エシャロットやカレー粉、そのほか加工食品には勿論大麦よりも多く水溶性食物繊維を含むものも存在します。しかし“ある程度の量を摂取できる”こと“毎日食べられる”などの実用性を加味すると、大麦は全食材中トップの水溶性食物繊維を含んでいると言っても過言ではないでしょう。

便秘解消・腸内環境改善

理想的な食物繊維の摂取バランスとしては不溶性:水溶性=2:1の比率が良いと言われていますが、水溶性食物繊維をほとんど含まない白米をはじめ、食物繊維を取るために意識的に摂取している野菜・きのこ類の多くは不溶性:水溶性が3:1~5:1くらいと不溶性食物繊維の含有率が高いのが現状です。
大麦は食物繊維が豊富であるのはもちろんですが、β-グルカンなどの水溶性食物繊維が多く含まれており食物繊維比率が不溶性:水溶性=1:2と逆転しています。このため食物繊維の補給として優れているだけではなく、偏りがちな ファイバーバランスを整えることにも繋がっと考えられます。

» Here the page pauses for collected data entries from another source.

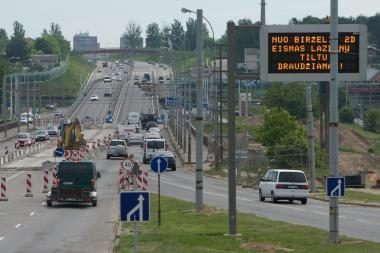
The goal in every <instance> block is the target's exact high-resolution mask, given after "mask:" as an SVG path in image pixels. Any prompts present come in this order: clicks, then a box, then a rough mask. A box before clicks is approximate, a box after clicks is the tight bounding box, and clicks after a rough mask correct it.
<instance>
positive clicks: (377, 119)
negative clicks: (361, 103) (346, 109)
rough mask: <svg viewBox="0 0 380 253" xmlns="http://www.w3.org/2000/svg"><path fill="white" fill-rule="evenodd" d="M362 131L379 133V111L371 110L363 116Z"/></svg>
mask: <svg viewBox="0 0 380 253" xmlns="http://www.w3.org/2000/svg"><path fill="white" fill-rule="evenodd" d="M364 129H365V130H367V131H371V132H374V133H380V109H376V108H371V109H369V110H368V111H367V113H366V114H365V115H364Z"/></svg>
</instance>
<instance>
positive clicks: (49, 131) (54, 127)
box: [46, 126, 59, 136]
mask: <svg viewBox="0 0 380 253" xmlns="http://www.w3.org/2000/svg"><path fill="white" fill-rule="evenodd" d="M46 130H47V132H48V134H49V135H50V136H58V133H59V131H58V127H56V126H49V127H48V128H47V129H46Z"/></svg>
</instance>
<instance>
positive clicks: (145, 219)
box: [120, 191, 150, 222]
mask: <svg viewBox="0 0 380 253" xmlns="http://www.w3.org/2000/svg"><path fill="white" fill-rule="evenodd" d="M120 220H121V221H127V222H131V221H137V222H142V221H149V220H150V193H149V192H142V191H140V192H120Z"/></svg>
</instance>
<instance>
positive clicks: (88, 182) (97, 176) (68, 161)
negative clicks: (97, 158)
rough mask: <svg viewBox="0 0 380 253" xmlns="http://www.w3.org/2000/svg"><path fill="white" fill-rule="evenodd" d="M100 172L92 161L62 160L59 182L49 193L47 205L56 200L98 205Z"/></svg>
mask: <svg viewBox="0 0 380 253" xmlns="http://www.w3.org/2000/svg"><path fill="white" fill-rule="evenodd" d="M99 177H100V173H99V172H97V171H96V166H95V163H94V162H92V161H79V162H73V161H62V162H60V163H59V164H58V171H57V179H56V180H57V184H56V185H53V186H52V188H51V190H50V191H49V192H48V193H47V200H46V203H47V206H49V207H51V206H52V205H53V201H55V202H76V203H91V204H92V206H96V205H97V189H96V182H97V179H98V178H99Z"/></svg>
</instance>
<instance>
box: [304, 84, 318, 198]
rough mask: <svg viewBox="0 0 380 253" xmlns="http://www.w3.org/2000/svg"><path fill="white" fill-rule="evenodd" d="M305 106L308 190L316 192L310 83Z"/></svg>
mask: <svg viewBox="0 0 380 253" xmlns="http://www.w3.org/2000/svg"><path fill="white" fill-rule="evenodd" d="M306 108H307V139H308V143H309V170H310V182H311V189H310V192H316V191H317V190H316V185H315V149H314V118H313V105H312V103H311V84H310V83H308V84H307V87H306Z"/></svg>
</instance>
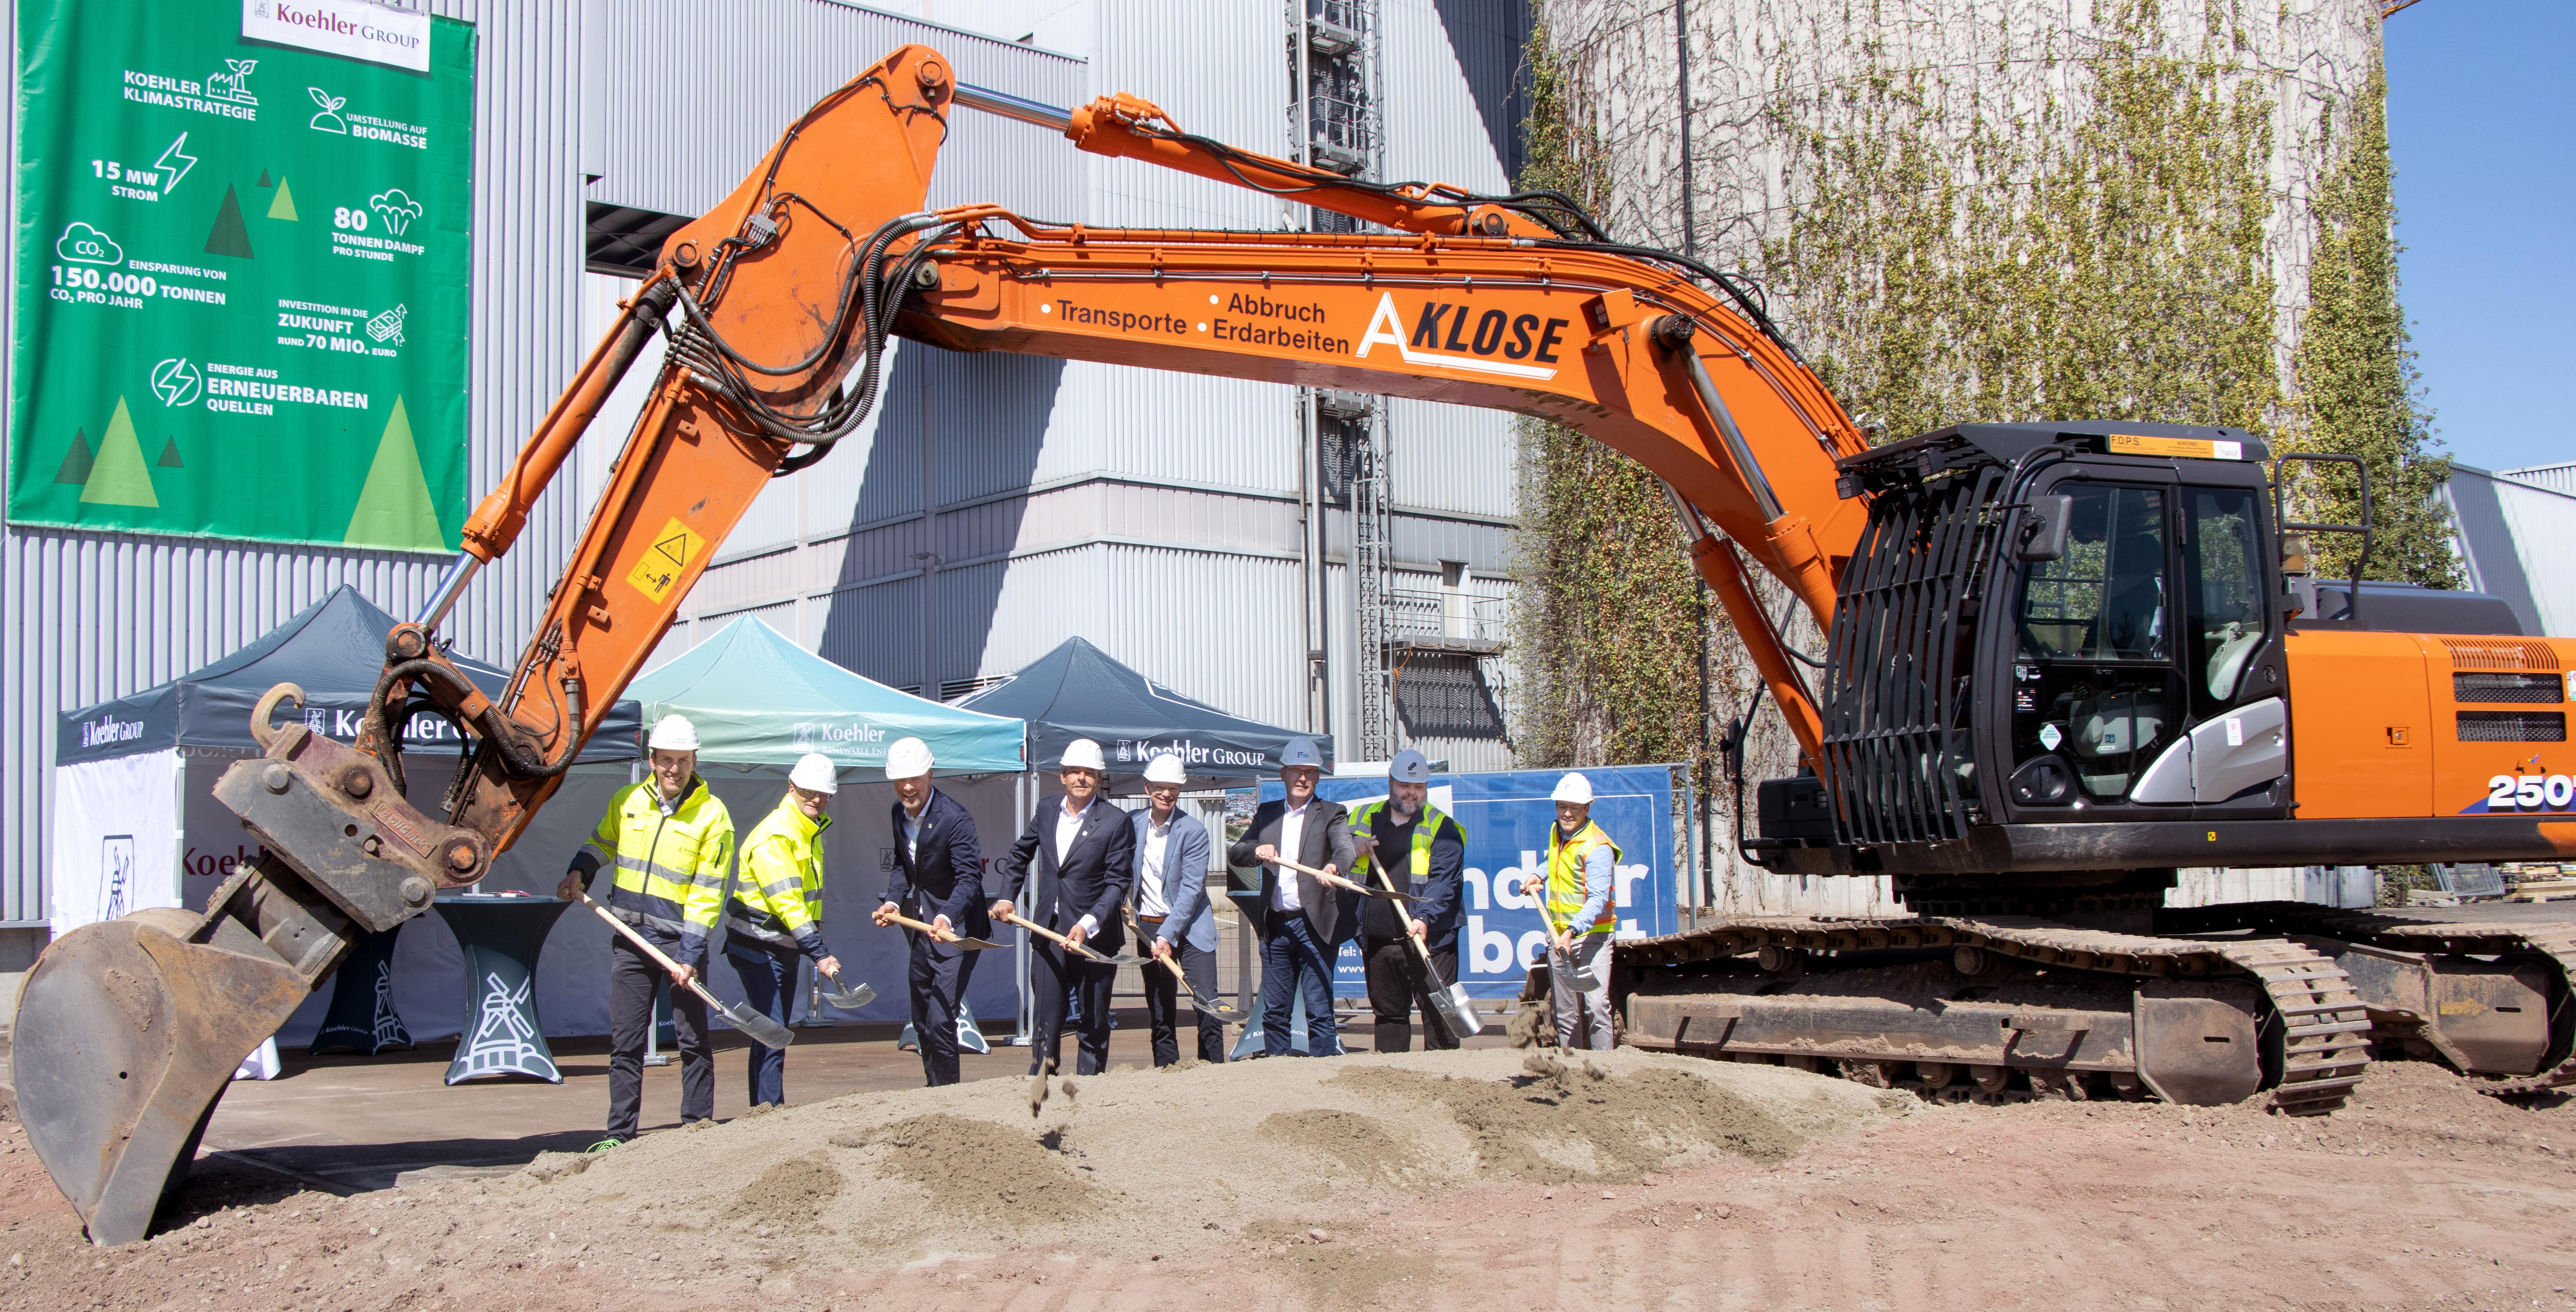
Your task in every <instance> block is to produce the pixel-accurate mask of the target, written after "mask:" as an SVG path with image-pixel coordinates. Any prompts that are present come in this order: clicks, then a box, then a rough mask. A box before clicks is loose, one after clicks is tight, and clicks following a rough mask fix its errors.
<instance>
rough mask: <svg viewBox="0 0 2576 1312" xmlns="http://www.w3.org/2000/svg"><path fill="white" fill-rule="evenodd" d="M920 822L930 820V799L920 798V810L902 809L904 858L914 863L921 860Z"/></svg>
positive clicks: (919, 861)
mask: <svg viewBox="0 0 2576 1312" xmlns="http://www.w3.org/2000/svg"><path fill="white" fill-rule="evenodd" d="M922 820H930V799H927V796H922V809H917V812H914V809H909V807H907V809H904V856H909V858H912V861H914V863H920V858H922Z"/></svg>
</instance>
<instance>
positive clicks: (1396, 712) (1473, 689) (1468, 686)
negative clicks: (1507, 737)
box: [1396, 652, 1502, 737]
mask: <svg viewBox="0 0 2576 1312" xmlns="http://www.w3.org/2000/svg"><path fill="white" fill-rule="evenodd" d="M1396 719H1401V722H1404V732H1406V735H1409V737H1502V709H1499V706H1494V691H1492V688H1489V686H1486V683H1484V668H1481V665H1479V662H1476V657H1471V655H1430V652H1417V655H1414V657H1409V660H1406V662H1404V668H1401V670H1396Z"/></svg>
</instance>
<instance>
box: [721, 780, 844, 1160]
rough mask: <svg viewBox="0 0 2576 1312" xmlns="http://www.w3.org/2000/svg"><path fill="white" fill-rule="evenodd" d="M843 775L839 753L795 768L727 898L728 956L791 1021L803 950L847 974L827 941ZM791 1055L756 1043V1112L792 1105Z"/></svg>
mask: <svg viewBox="0 0 2576 1312" xmlns="http://www.w3.org/2000/svg"><path fill="white" fill-rule="evenodd" d="M835 791H840V778H837V776H835V771H832V758H827V755H822V753H806V755H804V758H799V760H796V768H793V771H788V794H786V796H781V799H778V809H775V812H770V817H768V820H762V822H760V825H755V827H752V835H750V838H744V840H742V879H737V882H734V897H729V900H726V902H724V959H726V961H732V964H734V974H737V977H742V998H744V1000H747V1003H750V1005H752V1010H757V1013H762V1016H768V1018H770V1021H778V1023H781V1026H783V1023H788V1003H791V1000H793V998H796V954H804V956H811V959H814V969H819V972H824V974H840V959H837V956H832V949H829V946H824V941H822V830H829V827H832V817H829V815H824V812H829V809H832V794H835ZM786 1075H788V1054H786V1052H783V1049H773V1047H765V1044H760V1041H757V1039H755V1041H752V1095H750V1101H752V1111H762V1108H770V1106H786V1101H788V1093H786Z"/></svg>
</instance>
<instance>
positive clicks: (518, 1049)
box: [435, 892, 569, 1085]
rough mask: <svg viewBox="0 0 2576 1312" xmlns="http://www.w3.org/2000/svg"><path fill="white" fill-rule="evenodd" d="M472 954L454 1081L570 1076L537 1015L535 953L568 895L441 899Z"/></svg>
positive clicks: (467, 983) (552, 924)
mask: <svg viewBox="0 0 2576 1312" xmlns="http://www.w3.org/2000/svg"><path fill="white" fill-rule="evenodd" d="M435 907H438V918H440V920H446V923H448V928H451V931H456V946H459V949H464V956H466V1028H464V1034H459V1036H456V1059H453V1062H448V1083H451V1085H459V1083H466V1080H484V1077H492V1075H526V1077H533V1080H546V1083H554V1085H559V1083H564V1075H562V1072H559V1070H554V1049H549V1047H546V1028H544V1026H541V1023H538V1021H536V954H538V951H544V946H546V933H549V931H551V928H554V918H556V915H564V907H569V902H564V900H562V897H528V894H500V892H456V894H443V897H438V900H435Z"/></svg>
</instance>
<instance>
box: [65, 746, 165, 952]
mask: <svg viewBox="0 0 2576 1312" xmlns="http://www.w3.org/2000/svg"><path fill="white" fill-rule="evenodd" d="M178 766H180V758H178V748H165V750H157V753H134V755H116V758H108V760H82V763H77V766H54V825H52V830H54V833H52V848H54V858H52V874H54V879H52V889H49V892H52V900H49V902H52V905H49V907H46V912H49V918H52V925H54V936H57V938H62V936H64V933H72V931H77V928H80V925H88V923H93V920H116V918H118V915H126V912H131V910H144V907H175V905H180V887H178V871H180V866H178V856H180V853H178V773H180V768H178Z"/></svg>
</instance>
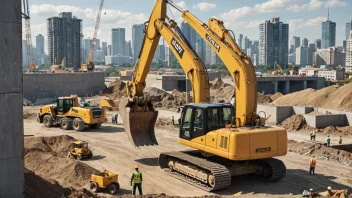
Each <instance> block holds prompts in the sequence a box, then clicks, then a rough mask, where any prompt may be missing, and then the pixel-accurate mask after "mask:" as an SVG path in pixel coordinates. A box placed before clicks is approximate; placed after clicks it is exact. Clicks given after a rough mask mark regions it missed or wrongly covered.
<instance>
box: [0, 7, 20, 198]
mask: <svg viewBox="0 0 352 198" xmlns="http://www.w3.org/2000/svg"><path fill="white" fill-rule="evenodd" d="M0 27H1V28H0V85H1V86H0V197H24V170H23V168H24V165H23V106H22V104H23V97H22V16H21V0H2V1H1V6H0Z"/></svg>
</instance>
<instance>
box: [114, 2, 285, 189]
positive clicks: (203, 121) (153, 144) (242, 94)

不溶性食物繊維は便の量を増やして腸の蠕動運動を促す、腸内の老廃物・有害物質を絡め取って排泄させるという働きがあります。水溶性食物繊維は水に溶けることで粘性を持ち便の硬さを調節する、コレステロール・胆汁酸などを吸着して排泄する、善玉菌のエサとなり腸内環境を整える働きがあります。どちらも必要な食物繊維ですが、腸内フローラを元気に働かせるためには水溶性食物繊維の存在が大きいと言えるでしょう。大麦を食生活に取り入れる事で便秘の改善(便通が良くなる)に役立つのはもちろんのこと、腸内フローラを改善することで体質改善・免疫力アップ・代謝アップ・美肌効果などにも繋がると期待されています。

糖尿病・生活習慣病予防

β-グルカンなどの水溶性食物繊維は便通・腸内環境改善以外に、水に溶けると粘性を持つ(ゲル化する)という性質から一緒に食べたものの消化・吸収をゆっくりにするという働きがあります。そのため糖の吸収スピードを抑え血糖値の上昇を穏やかにする働きが認められており、糖尿病の予防に役立つと考えられています。ちなみに刑務所では麦飯をはじめ食物繊維の多い食事を採用し、運動や規則正しい生活をおくることから糖尿病持ちの服役者の過半数に症状改善がみられるという話もあります。

またアメリカやヨーロッパ諸国ではβ-グルカンを含む大麦は血中コレステロールを低下させることが広く認知されており、健康効果を表示することが認められています。高コレステロールは動脈硬化・心筋梗塞・脳梗塞などのリスクを増加させる原因となりますから、糖尿病以外にも生活習慣病と呼ばれる多くの病気の予防に役立ってくれるでしょう。